Autumn, just beginning, Aldersely

Cherry tree, autumn

One of the cherry trees by the Aldersley Stadium drive already in its autumn colours last month, while the trees in the background, bordering the Railway Walk, had hardly begun to turn.

Pushing through the slate

Pushing through the slate

I presume that when this garden was given a slate chipping mulch, it was to suppress anything trying to go there. It didn’t work with these mushrooms.

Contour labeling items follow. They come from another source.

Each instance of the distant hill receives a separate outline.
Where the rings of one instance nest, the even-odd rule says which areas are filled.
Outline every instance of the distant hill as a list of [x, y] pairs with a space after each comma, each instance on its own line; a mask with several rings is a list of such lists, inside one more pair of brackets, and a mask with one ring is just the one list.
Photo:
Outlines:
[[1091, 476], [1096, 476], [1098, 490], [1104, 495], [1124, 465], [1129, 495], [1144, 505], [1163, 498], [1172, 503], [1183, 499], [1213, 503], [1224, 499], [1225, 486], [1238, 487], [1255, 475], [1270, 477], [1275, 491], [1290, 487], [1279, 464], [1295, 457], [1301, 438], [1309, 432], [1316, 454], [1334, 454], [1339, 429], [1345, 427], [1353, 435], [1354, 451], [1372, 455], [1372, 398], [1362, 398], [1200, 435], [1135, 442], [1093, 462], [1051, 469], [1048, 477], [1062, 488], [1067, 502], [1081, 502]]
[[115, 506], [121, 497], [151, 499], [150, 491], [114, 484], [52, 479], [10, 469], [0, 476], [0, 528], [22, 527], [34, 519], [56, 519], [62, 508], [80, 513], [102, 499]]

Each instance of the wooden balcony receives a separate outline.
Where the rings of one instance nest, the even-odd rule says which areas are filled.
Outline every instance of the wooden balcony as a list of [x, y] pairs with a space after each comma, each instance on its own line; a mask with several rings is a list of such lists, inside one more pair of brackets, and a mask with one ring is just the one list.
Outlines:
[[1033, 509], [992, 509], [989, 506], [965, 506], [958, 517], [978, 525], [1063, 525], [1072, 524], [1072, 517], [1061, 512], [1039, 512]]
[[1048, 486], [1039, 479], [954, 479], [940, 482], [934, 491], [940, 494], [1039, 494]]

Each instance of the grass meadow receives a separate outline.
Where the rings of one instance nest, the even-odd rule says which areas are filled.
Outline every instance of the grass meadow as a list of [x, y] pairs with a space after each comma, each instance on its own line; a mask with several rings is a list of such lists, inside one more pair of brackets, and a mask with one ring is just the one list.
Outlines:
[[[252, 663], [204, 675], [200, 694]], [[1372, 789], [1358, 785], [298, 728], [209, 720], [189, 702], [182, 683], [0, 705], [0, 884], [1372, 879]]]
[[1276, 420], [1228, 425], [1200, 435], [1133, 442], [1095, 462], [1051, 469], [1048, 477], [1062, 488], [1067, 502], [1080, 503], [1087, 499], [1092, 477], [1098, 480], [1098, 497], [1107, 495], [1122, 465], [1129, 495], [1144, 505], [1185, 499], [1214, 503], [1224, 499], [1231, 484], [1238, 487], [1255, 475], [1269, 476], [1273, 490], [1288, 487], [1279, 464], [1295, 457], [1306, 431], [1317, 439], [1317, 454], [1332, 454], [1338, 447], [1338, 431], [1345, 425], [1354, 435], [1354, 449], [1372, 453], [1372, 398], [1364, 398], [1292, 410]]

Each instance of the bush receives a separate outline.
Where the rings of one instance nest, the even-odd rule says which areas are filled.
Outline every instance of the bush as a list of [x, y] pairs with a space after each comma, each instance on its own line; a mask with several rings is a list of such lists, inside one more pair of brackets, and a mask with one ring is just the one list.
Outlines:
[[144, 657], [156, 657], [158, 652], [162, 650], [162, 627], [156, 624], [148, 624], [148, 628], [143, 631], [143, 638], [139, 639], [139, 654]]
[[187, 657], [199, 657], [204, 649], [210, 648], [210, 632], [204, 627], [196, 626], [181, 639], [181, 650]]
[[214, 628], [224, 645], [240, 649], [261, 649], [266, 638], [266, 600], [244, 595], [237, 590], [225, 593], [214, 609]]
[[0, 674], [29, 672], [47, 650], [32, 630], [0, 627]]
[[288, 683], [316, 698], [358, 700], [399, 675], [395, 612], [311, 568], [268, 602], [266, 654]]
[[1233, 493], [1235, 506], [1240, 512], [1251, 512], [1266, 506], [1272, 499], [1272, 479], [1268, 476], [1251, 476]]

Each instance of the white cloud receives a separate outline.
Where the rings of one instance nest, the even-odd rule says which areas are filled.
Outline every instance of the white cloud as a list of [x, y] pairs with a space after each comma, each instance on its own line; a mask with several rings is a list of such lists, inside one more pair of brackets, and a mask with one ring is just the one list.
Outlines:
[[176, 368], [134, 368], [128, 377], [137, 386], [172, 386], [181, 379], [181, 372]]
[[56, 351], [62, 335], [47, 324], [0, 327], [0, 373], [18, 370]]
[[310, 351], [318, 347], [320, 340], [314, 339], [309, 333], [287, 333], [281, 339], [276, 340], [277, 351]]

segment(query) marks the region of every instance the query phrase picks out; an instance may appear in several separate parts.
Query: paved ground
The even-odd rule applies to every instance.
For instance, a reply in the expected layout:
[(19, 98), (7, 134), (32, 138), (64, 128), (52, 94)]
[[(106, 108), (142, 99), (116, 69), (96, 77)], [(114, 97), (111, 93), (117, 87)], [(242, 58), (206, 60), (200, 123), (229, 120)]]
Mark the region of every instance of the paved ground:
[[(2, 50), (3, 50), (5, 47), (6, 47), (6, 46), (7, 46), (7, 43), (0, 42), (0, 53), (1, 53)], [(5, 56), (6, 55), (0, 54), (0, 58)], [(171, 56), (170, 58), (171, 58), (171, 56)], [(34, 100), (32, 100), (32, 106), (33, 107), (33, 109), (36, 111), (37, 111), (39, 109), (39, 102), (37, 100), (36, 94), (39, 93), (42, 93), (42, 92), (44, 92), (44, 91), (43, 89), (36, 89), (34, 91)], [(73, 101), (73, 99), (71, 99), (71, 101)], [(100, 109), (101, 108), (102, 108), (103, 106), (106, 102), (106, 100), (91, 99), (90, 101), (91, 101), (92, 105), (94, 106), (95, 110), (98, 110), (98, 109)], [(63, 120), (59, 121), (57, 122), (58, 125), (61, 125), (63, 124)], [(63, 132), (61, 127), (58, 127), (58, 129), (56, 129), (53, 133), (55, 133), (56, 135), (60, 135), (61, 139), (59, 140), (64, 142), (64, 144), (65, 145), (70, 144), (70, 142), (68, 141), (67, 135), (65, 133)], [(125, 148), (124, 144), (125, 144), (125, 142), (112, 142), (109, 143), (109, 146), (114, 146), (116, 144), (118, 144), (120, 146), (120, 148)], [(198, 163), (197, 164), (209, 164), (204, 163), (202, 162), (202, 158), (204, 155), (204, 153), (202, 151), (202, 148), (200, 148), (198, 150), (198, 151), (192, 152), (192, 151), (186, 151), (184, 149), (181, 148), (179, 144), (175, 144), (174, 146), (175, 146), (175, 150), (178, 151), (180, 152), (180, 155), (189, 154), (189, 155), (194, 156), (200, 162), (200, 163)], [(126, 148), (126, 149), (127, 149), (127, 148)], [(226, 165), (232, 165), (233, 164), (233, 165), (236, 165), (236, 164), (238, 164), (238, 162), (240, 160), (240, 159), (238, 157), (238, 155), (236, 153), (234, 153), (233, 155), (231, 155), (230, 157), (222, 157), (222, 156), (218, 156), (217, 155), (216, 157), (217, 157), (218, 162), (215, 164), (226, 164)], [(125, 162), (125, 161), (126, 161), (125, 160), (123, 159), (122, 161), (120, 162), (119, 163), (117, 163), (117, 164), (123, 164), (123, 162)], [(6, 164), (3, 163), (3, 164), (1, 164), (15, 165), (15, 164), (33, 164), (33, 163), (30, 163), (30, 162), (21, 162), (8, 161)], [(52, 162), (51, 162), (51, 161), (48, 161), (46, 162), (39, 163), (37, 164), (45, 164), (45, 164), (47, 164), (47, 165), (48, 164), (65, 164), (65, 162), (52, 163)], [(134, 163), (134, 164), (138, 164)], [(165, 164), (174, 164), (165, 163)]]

The fungi are inkcaps. Possibly they common inkcaps, a species which is actually not very common. But I wasn’t about to step onto a stranger’s driveway for a closer inspection.

Phlox flowering

Phlox flowering

Probably Drummond’s phlox, a garden plant originally from Texas. This summer has been decidedly cooler and damper than Texas, but the plant seems to have coped.

Bee collecting ivy pollen

Bee gathering ivy pollen

As this bee collects pollen from ivy flowers, it is getting grains of the pollen scattered over its body, including the surface of its compound eyes.

Honey fungus on a fallen tree

Honey fungus on a tree stump

Honey fungus is found in clumps around the base of trees or tree stumps. It’s a parasite which kills the roots, and the infection has gone to far by the time the fruiting bodies appear.

Honey fungus on a tree stump

This particular growth was on a tree which had fallen in a small wood by the main road at Worfield.

Clump of mushrooms growing through tarmac

Clump of mushrooms growing through tarmac

A single stand of mushrooms forcing their way through the tarmac of a pavement,

Clump of mushrooms growing through tarmac

This is the third year in succession that the same species of fungus has grown, at the same time of year, in the same spot.

Clump of mushrooms growing through tarmac

The first time was only a few weeks after the tarmac had been laid.

Clump of mushrooms growing through tarmac

The hole where the tarmac is pushed aside by the growing mushrooms expands every year.

Clump of mushrooms growing through tarmac

These pictures are in sequence, and show the development of the mushroom clump over the course of a week after I first noticed they were there.

Clump of mushrooms growing through tarmac

Springfield Brewery ruins

Springfield Brewery ruins

Ruins of the one-time M & B Springfield brewery, which are getting more and more dilapidated.

The spring which gave its name to the one-time field is the source of the Smestow brook, now culverted until it has travelled under Wolverhampton racecourse.

Golden rod growing by a canal

Golden rod growing by a canal

Golden rod is often found in gardens, but this plant was growing wild next to the Birmingham Canal near the city centre recently.

There were also large clumps of Michaelmas daisies nearby: one of their flowers has also sneaked into the picture.

Viburnum berries

Viburnum berries

Intense red berries and reddening leaves of a viburnum growing wild by the Birmingham Canal: the bush is also a popular garden plant.

Fern on a viaduct

Fern on a viaduct

Small fern growing from the mortar of the viaduct carrying the railway over the Birmingham Canal near the Stafford Road.